Submission from Bayer CropScience to the Gene Technology Act 2000 Review

2011 Review to Gene Technology Act 2000

Page last updated: 31 October 2011

Dear Sir/Madam

Submission to the Senate Department of Health and Ageing on the 2011 Review of the Gene Technology Act 2000 (the Act)

Bayer CropScience, a subsidiary of Bayer AG with annual sales of about EUR 6.5 billion, is one of the world's leading innovative crop science companies in the area of crop protection, non-agricultural pest control, seeds and plant biotechnology. In Australia, the company employs about 270 people and has its head office in Melbourne. The Australian BioScience division of Bayer CropScience has been involved in research and development of genetically modified canola and cotton, developing better varieties to suit the requirements of Australian farmers.

Bayer CropScience has stated that is it currently committed to developing biotechnology products suitable to the Australian agricultural environment. Considering the moratoriums still existing in some states of Australia, Bayer CropScience only carries out small scale contained trails, however, a clear and predictable path to market must be provided for the industry to allow farmers to capitalise on the latest technologies.

Responses to Terms of Reference (TOR)
Examine and review the effectiveness and efficiency of the way that the regulatory scheme operates, taking account of developments since 2005-06 including:

TOR 1 a
the national scheme for gene technology regulation in Australia to identify any need for, and opportunities to achieve, improvement in its national consistency, efficiency and effectiveness and coordination; and investigate if the aims of the Agreement to determine these are being achieved;
It is our belief that the current Gene Technology Regulations in Australia are robust, contain a number of checks and balances and work well to serve the common good. The Act is very successful in its objective to protect the environment and the health and safety of people. It is stringent and has proper safeguards to ensure this. Moreover it has been well administered and applied in a practical way based on scientific principles with the necessary independence requires for the Regulator to act impartially. These qualities of the present system must be preserved.

TOR 1 b
emerging trends and international developments in biotechnology and its regulation whether the regulatory system stipulated by the Act. including definitions within the Act, if flexible enough to accommodate changing circumstances;
The Act currently captures a wide range of related technologies, including processes that do not include the incorporation of novel DNA or that mimic natural processes. With the advent of such new technologies, the definition of GMOs captured within the Act should be reviewed. We believe some of the new technologies are no different to conventional processes and pose no risk and do not need to be captured under the Act.

TOR 1 c
definitions and provisions within the Act to identify possible areas for enhancement in light of experience with the operation of that regulatory system

  • Whether the object of the Act is being achieved and whether the regulatory framework stipulated in section 4 of the Act is operating effectively
We believe that the section as it currently governs the administration of the Act is appropriate.The current practices of the OGTR under this section have been practical, while also stringently ensuring the protection of human health and the environment. Any changes, either to this section or the current administration of the Act, by the OGTR to impose greater restrictions under this section, would have a serious potential to threaten or even prevent the introduction of any new technology.
  • The powers of the Act to ensure that they are sufficient to enforce compliance
The Act has the necessary provisions to ensure it has the power and ability to ensure effective administration of the Act. The OGTR currently has operated in a practical and appropriate way to ensure enforcement as explained in its "Monitoring and Compliance Framework" document.
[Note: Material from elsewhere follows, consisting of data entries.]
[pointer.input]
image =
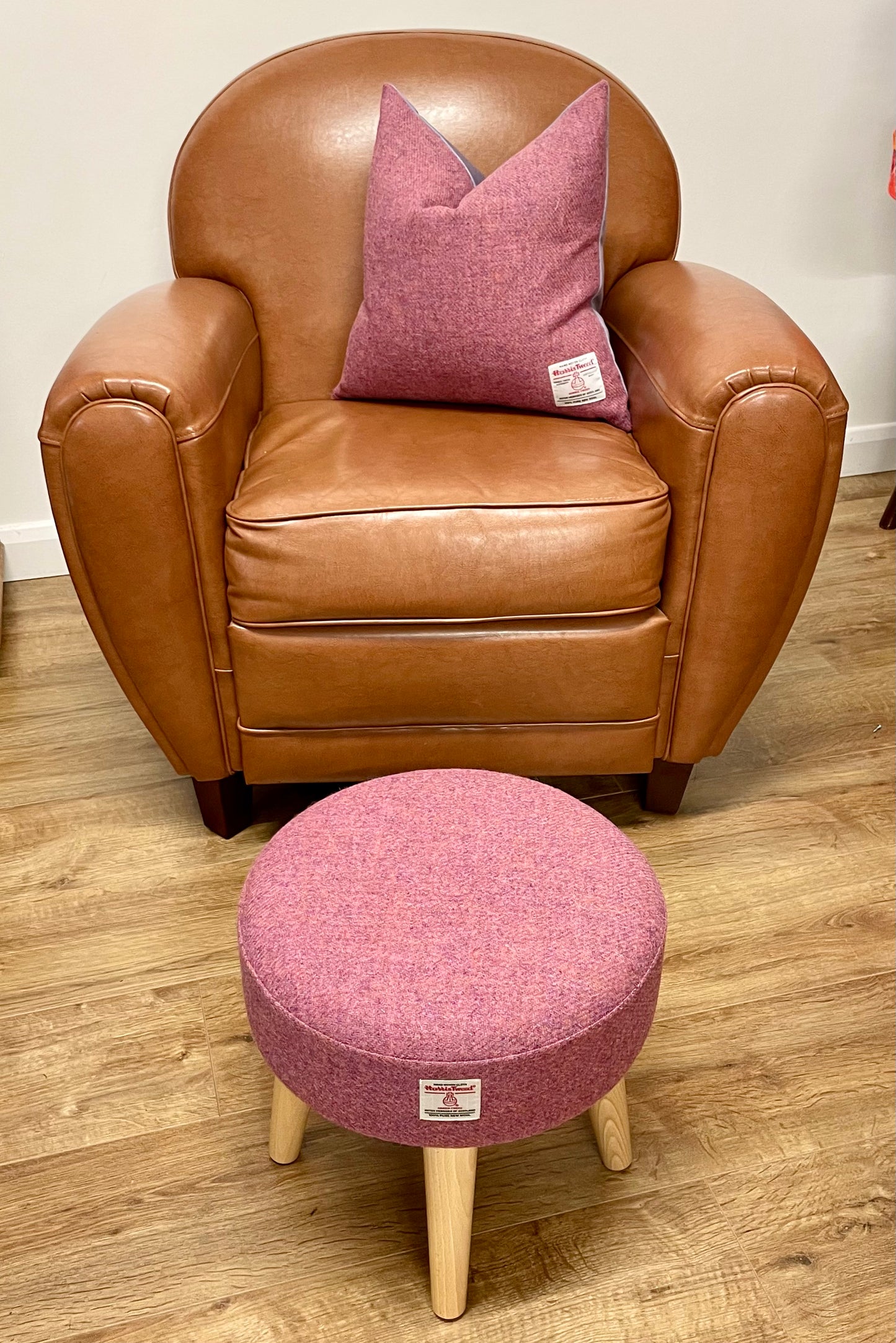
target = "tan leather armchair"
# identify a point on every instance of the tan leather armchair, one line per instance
(296, 589)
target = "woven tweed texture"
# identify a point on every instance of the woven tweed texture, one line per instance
(474, 288)
(450, 924)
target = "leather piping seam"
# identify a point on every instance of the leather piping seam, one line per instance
(76, 546)
(442, 620)
(449, 727)
(262, 523)
(441, 33)
(708, 425)
(695, 563)
(135, 401)
(128, 402)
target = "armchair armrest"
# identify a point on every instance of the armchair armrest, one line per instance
(739, 414)
(143, 441)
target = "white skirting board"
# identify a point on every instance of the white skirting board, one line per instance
(33, 550)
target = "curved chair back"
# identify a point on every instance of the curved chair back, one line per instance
(268, 192)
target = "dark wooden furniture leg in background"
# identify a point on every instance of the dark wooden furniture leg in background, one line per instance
(226, 805)
(664, 787)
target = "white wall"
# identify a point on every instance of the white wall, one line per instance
(779, 115)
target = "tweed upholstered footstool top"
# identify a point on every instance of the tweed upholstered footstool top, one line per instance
(449, 959)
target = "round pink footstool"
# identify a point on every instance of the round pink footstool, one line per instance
(450, 958)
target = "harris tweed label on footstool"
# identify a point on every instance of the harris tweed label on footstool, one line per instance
(451, 1100)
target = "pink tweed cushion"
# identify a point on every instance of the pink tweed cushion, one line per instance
(487, 289)
(450, 924)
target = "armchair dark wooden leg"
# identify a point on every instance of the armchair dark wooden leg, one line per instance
(226, 805)
(664, 787)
Section 35 of the Act however, imposes strict liability on breaches of licence conditions. We believe this is inappropriate. Licences often deal with biological systems and instances will arise where breaches may occur through no fault of the licence holder and be trivial. However, under section 35 there is no defence for licence holders and the Regulator may be required to act without any recourse to any discretion in administering this section of the Act.

We believe that section 35 should be amended so that breaches of licence conditions may not be subject to strict liability provisions.
  • The consultation provisions of the Act to determine:
  • A. their effectiveness with respect to changes in communication modes, such as various social media tools; the costs and benefits, including the value of advice received; and the transparency and accountability that they provide;
The public consultations carried out by the OGTR through the present methods are appropriate. However, we do not think it is necessary to specifically contact certain partied directly to canvass opinions, such as Local Councils. A public announcement through the OGTR website is an adequate means of notifying all of the public who might be interested in OGTR decisions.
  • B. the functions of the roles of the statutory advisory committees;
The amalgamation of GTEC and GTCCC to form one advisory committee is appropriate. The purpose of the amalgamated committee should be to provide guidance to the OGTR without placing any statutory obligation on the decisions of the OGTR. The membership of this committee should not include any person associated with activities or organisations involves in public campaigns against GM technology.
  • C. the stakeholders for various applications under the Act and the methodology used to engage them.
Under the present Act, the requirement to consult with local governments seems inefficient, redundant and costly in time and money. It cannot be seen what expertise local councils have in the field of environment and human safety, especially as technical input into these aspects already have adequate expert consultations and advice (e.g. through the two advisory committees).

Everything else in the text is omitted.